また、浪人生との実力差を肌で感じ、「去年の受験を経験している人たちの記述の完成度に圧倒された」と肩を落とす現役生も少なくありませんでした。
一方で、国立理系志望の受験生からは「数学をあえてII型に下げようか迷ったが、判定のために無理をしてでもIII型を受けて良かった」という前向きな反省も見られました。
自分の答案を振り返り、「なぜこの一手が思いつかなかったのか」とボロボロの解答用紙を前に涙を流した経験こそが、秋以降の爆発的な伸びに繋がると私は信じています。
全統記述模試2026第1回|復習の重要性
模試の終了後に絶対すべき復習法
模試を受け終わった瞬間に、皆さんの「本当の試験」が始まったと言っても過言ではありません。
最も大切にしてほしいのは、解答解説をすぐに読み込む前に、もう一度「時間制限なし」で自力で解き直してみることです。
これにより、その失点が「知識不足」によるものなのか、それとも「時間配分のミス」や「思考スピードの不足」によるものなのかを明確に仕分けることができます。
復習の優先順位としては、「解説を読めばすぐに理解できた問題」や「時間があれば解けたはずの問題」を最優先に攻略すべきです。
これらは皆さんに最も近い「伸び代」であり、ここを完璧に潰すだけで次回の模試での偏差値は劇的に向上します。
逆に、解説を読んでも理解不能な超難問については、今は深追いせず、基礎が固まる夏以降に回すという「捨てる勇気」も、限られた受験期間では重要です。
まとめ
今回の2026年度第1回全統記述模試は、皆さんの現在の立ち位置を残酷なまでに浮き彫りにしたかもしれません。

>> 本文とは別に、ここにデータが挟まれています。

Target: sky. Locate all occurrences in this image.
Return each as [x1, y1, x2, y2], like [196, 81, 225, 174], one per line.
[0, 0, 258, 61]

しかし、模試の結果はあくまで「健康診断」の結果のようなものであり、その後の治療方針、つまり学習計画の修正こそが合格へのカギを握ります。
判定が悪かったとしても一喜一憂しすぎる必要はありません。現役生はこれからの演習量でいくらでも逆転が可能です。
今回見つかった弱点、例えば「数学の答案構成力の甘さ」や「英語の構文把握の未熟さ」を、一つひとつ丁寧にノートにまとめていきましょう。
その地道な作業こそが、数ヶ月後の皆さんの顔に自信に満ちた笑みを浮かべさせる唯一の道だと確信しています。
次回の8月に実施される第2回模試に向けて、この悔しさを燃料に変えて、最高のスタートを切っていきましょう。